In practice, Residential Small Lot, a new zoning designation, imposes a density limit of about two units on a typical 5,000-square-foot Seattle lot—far less than, say, Low-Rise 3, which is supposed to encourage “infill housing at medium to high densities,” according to the city.

District 2 (Bruce Harrell)

Areas around the Mount Baker light rail station would not be upzoned, or would receive more modest upzones, under two District 2 amendments, and a proposed expansion of the North Beacon Hill Urban Village (along with an upzone within the existing urban village, which is served by the Beacon Hill light rail station) would be eliminated. Getting rid of upzones on Beacon Hill has been a priority of the anti-density SCALE coalition, whose environmental appeals have stalled the implementation of MHA, and Harrell’s amendments would largely accomplish this goal.

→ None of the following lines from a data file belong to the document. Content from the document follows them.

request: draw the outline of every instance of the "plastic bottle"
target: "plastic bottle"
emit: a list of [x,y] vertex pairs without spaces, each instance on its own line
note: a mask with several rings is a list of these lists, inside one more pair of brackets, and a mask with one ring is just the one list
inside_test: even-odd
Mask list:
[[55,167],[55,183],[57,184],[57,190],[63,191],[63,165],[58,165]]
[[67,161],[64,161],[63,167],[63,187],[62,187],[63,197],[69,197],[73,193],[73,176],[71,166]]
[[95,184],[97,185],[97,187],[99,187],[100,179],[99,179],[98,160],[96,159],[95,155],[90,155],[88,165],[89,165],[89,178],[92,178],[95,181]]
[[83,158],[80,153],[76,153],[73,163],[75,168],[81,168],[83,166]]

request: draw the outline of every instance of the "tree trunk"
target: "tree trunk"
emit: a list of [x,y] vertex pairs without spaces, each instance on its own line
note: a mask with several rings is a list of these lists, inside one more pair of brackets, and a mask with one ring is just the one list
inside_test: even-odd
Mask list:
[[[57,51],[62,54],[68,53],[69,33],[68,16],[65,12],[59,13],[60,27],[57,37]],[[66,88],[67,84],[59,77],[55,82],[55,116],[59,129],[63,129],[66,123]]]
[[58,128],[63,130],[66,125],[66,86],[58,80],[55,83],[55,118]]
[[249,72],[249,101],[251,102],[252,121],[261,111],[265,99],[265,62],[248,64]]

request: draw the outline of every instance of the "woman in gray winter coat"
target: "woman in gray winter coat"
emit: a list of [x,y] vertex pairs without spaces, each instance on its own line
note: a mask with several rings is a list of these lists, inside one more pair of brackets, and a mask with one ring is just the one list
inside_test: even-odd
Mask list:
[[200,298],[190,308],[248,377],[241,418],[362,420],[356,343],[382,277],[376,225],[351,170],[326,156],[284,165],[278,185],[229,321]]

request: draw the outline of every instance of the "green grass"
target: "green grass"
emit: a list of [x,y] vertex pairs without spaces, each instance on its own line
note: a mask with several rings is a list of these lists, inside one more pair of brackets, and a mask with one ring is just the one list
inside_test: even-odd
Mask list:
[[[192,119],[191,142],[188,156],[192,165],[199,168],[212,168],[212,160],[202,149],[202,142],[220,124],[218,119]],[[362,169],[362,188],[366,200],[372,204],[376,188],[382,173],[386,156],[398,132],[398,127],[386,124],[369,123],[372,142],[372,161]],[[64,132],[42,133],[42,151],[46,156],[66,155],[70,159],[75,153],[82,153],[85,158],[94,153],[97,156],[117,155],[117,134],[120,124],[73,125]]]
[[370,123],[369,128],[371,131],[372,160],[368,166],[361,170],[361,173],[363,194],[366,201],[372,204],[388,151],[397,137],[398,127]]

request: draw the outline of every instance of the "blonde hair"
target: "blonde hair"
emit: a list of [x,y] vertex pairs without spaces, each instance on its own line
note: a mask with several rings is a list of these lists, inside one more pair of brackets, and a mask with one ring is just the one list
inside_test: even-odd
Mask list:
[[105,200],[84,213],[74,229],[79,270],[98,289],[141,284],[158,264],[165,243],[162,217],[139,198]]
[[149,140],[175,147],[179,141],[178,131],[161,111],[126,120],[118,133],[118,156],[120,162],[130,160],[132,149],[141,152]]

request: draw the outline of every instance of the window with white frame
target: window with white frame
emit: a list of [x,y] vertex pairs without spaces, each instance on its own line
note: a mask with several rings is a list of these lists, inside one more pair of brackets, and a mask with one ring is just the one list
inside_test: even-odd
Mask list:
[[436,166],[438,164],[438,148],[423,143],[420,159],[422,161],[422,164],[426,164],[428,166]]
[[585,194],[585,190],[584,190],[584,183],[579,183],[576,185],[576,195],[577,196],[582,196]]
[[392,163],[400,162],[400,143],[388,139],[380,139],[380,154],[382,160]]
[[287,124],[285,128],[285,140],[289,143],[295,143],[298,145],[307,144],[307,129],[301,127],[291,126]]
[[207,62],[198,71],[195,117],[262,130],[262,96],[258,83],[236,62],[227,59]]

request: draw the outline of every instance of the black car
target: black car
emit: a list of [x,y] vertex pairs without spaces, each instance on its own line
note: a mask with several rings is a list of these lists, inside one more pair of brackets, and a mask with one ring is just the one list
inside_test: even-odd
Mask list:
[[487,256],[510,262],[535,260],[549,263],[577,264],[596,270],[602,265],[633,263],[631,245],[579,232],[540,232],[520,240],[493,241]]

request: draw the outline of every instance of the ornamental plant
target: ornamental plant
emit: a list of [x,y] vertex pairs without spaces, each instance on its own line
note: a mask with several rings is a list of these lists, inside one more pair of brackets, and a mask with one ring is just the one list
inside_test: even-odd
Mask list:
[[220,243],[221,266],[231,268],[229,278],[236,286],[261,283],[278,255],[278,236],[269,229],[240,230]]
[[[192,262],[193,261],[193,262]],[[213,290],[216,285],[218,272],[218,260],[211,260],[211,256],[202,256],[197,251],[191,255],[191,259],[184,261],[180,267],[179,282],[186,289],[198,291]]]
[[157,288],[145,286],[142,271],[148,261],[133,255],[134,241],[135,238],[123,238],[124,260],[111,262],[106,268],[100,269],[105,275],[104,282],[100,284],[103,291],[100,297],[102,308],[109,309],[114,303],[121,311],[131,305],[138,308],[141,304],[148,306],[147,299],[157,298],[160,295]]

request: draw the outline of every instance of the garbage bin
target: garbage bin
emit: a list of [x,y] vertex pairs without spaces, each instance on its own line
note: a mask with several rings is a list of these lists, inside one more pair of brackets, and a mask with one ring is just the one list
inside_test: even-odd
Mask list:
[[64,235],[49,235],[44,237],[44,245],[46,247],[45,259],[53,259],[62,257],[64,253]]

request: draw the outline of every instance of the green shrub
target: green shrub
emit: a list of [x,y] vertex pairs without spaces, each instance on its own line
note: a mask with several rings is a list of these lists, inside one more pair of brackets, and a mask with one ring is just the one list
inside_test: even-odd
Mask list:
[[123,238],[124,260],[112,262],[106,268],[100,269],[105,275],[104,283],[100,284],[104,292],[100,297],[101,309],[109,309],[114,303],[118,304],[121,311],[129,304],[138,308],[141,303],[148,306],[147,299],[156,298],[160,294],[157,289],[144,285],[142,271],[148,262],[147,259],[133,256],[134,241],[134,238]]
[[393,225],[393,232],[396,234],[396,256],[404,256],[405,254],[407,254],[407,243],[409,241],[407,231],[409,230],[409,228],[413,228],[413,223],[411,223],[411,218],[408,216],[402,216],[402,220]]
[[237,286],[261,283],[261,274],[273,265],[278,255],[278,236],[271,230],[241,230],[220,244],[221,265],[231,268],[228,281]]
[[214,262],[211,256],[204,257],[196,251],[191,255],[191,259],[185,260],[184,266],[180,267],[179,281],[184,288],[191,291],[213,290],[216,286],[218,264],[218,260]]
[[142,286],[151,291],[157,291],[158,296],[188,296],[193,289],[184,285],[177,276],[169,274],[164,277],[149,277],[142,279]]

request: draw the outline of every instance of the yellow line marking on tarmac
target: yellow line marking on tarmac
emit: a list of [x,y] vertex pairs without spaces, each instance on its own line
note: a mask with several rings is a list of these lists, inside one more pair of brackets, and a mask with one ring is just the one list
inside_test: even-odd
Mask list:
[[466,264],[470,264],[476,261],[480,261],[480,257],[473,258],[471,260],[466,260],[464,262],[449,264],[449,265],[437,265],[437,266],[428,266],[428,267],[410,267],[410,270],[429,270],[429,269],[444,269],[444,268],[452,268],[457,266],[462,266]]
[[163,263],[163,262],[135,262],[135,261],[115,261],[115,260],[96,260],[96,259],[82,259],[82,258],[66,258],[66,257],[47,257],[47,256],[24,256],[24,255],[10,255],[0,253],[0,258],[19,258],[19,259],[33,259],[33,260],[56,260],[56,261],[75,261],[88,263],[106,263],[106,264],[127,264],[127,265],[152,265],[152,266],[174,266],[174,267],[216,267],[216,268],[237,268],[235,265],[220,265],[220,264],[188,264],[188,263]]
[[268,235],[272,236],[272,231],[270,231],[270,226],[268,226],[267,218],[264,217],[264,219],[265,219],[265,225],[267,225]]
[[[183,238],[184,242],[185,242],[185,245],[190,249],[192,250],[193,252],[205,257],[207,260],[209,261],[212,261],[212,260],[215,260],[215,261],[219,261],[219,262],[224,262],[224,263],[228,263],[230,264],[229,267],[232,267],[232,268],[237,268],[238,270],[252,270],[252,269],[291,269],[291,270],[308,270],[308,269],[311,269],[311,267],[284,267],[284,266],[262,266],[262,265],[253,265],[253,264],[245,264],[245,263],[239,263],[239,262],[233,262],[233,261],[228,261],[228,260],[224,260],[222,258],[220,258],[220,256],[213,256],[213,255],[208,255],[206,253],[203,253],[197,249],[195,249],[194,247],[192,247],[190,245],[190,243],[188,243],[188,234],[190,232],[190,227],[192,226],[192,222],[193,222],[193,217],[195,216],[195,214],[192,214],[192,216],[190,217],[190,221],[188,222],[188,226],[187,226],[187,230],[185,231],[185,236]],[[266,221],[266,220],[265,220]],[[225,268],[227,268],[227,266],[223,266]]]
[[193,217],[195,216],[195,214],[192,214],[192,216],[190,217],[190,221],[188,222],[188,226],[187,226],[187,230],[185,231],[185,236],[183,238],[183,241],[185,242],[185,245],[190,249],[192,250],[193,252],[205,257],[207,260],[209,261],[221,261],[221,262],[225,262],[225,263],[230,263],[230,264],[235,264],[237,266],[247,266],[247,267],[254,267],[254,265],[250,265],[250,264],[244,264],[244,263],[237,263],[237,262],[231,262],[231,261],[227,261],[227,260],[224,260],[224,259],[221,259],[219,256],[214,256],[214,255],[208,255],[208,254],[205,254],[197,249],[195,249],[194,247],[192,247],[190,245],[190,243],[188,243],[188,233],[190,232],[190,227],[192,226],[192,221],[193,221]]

The District 2 amendments also include small, specific upzones and downzones in far southeast Seattle (including lower heights and densities around the Rainier Beach light rail station).

District 3 (Kshama Sawant)

Most of the proposed MHA amendments in District 3 consist of downzones on North Capitol Hill east of 15th Ave. and north of Thomas St.—generally speaking, one of the wealthier parts of Sawant’s district, which includes the rest of Capitol Hill as well as the Central District small parts of Mount Baker and Beacon Hill. Geographically, the majority of the proposed District 3 downzones are in the Madison-Miller Urban Village, along 19th Ave. E between East Aloha and East Thomas Streets, and between 20th and 24rd Aves. E on Capitol Hill.

The District 3 amendments also include a few small upzones on individual properties and blocks—all of them, with one exception, in the Central District or further south.

District 4 (Rob Johnson)

Johnson is a vocal proponent of MHA and of increasing density in his own Northeast Seattle district. Many of the amendments in District 4, not surprisingly, would upzone parts of Johnson’s district even more than MHA calls for, particularly around the two light rail stations that are being built near the University of Washington and in the Ravenna-Roosevelt neighborhood. The amendments would also increase potential building heights near the Roosevelt station, on 12th Ave. NE between NE 65th and 67th Streets, from 65 feet to 125 feet, and would add 20 feet to the potential height of new apartments around University Village.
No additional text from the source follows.